Many web sites insist that you provide a working email address before they will let you register or access some service. 10MinuteMail provides a useful alternative: it provides an email address that's valid for 10 minutes and shows you whatever mail arrives during that time; that lets you retrieve the registration key or whatever, without giving away a real address. Try this service. How long does it take for mail to arrive? Empirically, how long does it take for the temporary address to time out?
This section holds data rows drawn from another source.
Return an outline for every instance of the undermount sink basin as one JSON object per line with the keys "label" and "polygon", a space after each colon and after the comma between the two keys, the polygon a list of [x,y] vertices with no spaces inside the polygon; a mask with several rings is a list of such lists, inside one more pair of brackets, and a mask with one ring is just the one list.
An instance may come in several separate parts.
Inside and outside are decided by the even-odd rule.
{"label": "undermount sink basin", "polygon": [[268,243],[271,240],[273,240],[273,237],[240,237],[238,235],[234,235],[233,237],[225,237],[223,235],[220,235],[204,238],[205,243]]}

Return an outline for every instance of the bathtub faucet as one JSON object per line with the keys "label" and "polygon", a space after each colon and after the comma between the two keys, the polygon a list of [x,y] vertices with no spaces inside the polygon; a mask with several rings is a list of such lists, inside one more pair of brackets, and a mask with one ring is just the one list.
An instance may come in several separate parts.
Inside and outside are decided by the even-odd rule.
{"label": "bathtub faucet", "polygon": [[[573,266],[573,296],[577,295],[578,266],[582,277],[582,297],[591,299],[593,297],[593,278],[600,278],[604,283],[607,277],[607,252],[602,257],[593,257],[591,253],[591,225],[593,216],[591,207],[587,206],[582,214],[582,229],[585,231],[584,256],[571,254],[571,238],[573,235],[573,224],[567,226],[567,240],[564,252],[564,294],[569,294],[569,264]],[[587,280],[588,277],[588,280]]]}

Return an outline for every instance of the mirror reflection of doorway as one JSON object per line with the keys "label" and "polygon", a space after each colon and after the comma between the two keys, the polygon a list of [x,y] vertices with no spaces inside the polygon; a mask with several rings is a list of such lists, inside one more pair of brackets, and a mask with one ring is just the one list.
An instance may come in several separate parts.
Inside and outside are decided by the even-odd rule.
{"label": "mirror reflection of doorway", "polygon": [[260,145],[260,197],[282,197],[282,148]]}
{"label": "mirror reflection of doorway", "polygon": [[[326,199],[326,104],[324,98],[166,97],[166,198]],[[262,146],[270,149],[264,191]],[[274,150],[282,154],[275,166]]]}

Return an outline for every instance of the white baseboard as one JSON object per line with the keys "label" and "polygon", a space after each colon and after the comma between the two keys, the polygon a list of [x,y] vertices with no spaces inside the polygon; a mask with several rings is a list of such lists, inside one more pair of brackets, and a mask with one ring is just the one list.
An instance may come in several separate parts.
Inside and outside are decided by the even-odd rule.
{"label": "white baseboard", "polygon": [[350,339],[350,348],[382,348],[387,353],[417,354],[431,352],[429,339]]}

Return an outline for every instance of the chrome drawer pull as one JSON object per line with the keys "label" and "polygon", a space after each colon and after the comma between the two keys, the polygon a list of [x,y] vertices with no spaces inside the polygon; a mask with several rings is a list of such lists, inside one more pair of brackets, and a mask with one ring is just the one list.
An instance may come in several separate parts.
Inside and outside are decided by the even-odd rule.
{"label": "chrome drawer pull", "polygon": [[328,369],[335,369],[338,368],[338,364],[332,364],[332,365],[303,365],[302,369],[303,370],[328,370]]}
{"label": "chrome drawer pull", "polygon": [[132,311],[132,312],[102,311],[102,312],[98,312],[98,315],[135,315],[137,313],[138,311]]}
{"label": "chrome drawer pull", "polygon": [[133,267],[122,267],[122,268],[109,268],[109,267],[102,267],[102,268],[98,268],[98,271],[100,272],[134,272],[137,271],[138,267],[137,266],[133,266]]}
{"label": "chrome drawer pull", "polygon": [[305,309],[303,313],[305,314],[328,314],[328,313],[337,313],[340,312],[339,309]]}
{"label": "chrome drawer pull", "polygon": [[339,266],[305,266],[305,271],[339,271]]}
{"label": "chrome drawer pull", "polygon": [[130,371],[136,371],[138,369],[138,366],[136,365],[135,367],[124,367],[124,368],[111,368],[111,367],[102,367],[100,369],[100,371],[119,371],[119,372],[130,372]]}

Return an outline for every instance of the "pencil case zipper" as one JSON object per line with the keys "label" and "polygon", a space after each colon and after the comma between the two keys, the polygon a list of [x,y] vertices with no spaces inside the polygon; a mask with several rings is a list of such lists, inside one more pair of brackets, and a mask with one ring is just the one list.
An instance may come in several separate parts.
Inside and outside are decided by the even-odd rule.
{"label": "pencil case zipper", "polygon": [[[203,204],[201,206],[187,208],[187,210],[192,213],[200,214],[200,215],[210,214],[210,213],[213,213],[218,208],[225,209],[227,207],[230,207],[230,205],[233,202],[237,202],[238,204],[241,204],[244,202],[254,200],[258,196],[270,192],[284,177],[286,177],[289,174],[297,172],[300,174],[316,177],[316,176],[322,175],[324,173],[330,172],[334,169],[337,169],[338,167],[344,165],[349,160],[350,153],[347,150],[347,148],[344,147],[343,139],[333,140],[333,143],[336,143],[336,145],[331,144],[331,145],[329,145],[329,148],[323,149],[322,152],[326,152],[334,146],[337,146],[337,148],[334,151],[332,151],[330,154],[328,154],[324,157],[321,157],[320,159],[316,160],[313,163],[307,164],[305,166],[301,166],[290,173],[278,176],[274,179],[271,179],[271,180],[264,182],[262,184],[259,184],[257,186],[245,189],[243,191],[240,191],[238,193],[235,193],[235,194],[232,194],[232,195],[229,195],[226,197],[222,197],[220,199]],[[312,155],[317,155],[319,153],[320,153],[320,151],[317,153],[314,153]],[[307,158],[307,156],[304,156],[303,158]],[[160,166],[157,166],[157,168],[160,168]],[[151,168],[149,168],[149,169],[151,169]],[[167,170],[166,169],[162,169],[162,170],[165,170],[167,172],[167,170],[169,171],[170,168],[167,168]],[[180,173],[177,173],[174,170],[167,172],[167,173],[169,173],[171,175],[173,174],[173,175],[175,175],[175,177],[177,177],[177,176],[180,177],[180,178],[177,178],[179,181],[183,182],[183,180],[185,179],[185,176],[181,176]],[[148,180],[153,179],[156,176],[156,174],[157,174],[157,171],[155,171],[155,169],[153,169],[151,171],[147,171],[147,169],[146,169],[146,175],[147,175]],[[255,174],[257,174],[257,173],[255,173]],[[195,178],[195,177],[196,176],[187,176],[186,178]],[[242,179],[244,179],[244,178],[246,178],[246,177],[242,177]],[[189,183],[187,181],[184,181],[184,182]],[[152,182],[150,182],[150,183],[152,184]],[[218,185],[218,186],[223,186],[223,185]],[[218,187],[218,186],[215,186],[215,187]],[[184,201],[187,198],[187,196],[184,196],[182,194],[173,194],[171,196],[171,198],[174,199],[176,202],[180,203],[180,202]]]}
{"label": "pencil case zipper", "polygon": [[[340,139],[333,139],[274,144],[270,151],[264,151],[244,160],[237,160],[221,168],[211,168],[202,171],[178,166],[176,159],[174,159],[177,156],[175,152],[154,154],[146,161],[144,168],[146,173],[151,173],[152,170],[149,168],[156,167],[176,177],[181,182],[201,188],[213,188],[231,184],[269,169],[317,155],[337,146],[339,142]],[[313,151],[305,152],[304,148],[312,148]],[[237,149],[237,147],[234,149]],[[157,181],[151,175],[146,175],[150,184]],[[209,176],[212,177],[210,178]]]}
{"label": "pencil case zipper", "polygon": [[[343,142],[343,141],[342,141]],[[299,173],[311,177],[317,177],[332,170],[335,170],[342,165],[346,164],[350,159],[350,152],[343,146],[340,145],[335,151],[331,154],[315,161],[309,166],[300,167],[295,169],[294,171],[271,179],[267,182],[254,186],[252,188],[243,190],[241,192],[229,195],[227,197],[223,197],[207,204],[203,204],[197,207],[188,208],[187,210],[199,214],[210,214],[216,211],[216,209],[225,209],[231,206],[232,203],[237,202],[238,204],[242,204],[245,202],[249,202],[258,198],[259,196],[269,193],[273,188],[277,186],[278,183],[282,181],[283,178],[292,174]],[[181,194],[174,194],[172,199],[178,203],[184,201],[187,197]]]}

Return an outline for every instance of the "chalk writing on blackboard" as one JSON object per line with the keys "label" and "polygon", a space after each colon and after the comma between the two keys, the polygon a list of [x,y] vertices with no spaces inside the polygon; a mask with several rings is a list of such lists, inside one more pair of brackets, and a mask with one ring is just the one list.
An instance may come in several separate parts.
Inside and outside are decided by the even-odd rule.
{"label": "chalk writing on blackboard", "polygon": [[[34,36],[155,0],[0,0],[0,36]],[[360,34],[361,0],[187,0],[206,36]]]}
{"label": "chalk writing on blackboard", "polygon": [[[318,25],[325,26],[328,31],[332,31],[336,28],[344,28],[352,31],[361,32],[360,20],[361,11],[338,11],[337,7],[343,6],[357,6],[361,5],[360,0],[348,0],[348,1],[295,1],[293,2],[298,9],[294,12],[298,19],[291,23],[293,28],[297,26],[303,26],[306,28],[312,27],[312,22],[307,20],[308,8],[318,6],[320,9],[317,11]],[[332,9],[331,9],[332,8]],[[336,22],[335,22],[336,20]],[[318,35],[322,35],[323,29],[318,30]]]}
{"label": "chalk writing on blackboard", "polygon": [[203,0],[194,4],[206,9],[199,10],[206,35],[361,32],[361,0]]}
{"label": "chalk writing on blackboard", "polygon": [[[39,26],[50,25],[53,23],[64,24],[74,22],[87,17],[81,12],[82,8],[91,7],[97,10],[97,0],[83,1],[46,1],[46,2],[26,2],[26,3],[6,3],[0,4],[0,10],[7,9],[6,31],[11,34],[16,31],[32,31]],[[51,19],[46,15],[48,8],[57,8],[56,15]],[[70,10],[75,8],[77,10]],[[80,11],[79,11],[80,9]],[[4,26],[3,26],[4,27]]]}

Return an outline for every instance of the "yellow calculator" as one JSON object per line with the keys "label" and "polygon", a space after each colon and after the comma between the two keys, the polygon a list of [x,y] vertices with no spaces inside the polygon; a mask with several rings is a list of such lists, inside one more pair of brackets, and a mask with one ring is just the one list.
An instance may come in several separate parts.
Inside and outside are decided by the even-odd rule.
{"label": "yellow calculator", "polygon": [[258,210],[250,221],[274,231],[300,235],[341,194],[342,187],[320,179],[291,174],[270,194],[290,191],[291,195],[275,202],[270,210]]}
Check your own environment. What browser do you routinely use? What are your default settings for cookies, filename extensions, Javascript, Java, popups, automatic updates, downloading, software, installation, programs that start automatically, etc.? Does your mail reader provide a previewer that interprets HTML and thus is subject to web bugs? Do you read mail in HTML format by default? Try sending yourself mail with a reference to an image in your public_html directory, i.e., http://www.princeton.edu/~your_netid/your_file, to see whether the image is retrieved and displayed.
What plug-ins and add-ons are already installed in your browser? Among those you might consider adding are Adblock, NoScript, Ghostery, FlashBlock, and CSLite; each reduces your exposure to various kinds of tracking and potentially harmful content.
Install Ghostery, which works in Firefox, Chrome and Safari. This extension detects and disables Javascript trackers, which would otherwise report your page visits and activities to advertising aggregators. The Firefox version also disables a lot of third-party cookies. How many trackers does Ghostery report it is blocking? Visit some sites to see how many trackers are in use. For instance, Princeton has one (Google Analytics); ITWorld.com has 10. What's the highest number you can find?
As we saw in class, Word, Excel and other programs include a Visual Basic interpreter that can be used to silently run programs that are included in documents. (Office 2008 on Macs does not support VB.) What level of macro protection are you running in Word and Excel? (Look under Tools / Macros, or Preferences / Security on Macs with Office 2011.) If you run Internet Explorer, what security level is being applied to ActiveX controls?
Perhaps surprisingly, PDF files can contain Javascript code, which will be interpreted by Adobe Acrobat Reader. Does your version of Acrobat enable Javascript? If so, you can turn it off without much consequence.
What do you reveal on Facebook? Bear in mind that most of this information is readily available outside your own list of friends and networks.
|
Finally, if you saw anything interesting or suspicious that we didn't ask about specifically, or if you have any thoughts on how to improve this lab, we'd like to hear them. There are a couple of wrapup questions in lab8.doc that address this. Thanks.
When you're all done,
Upload lab8.doc or lab8.docx to the CS dropbox for Lab 8.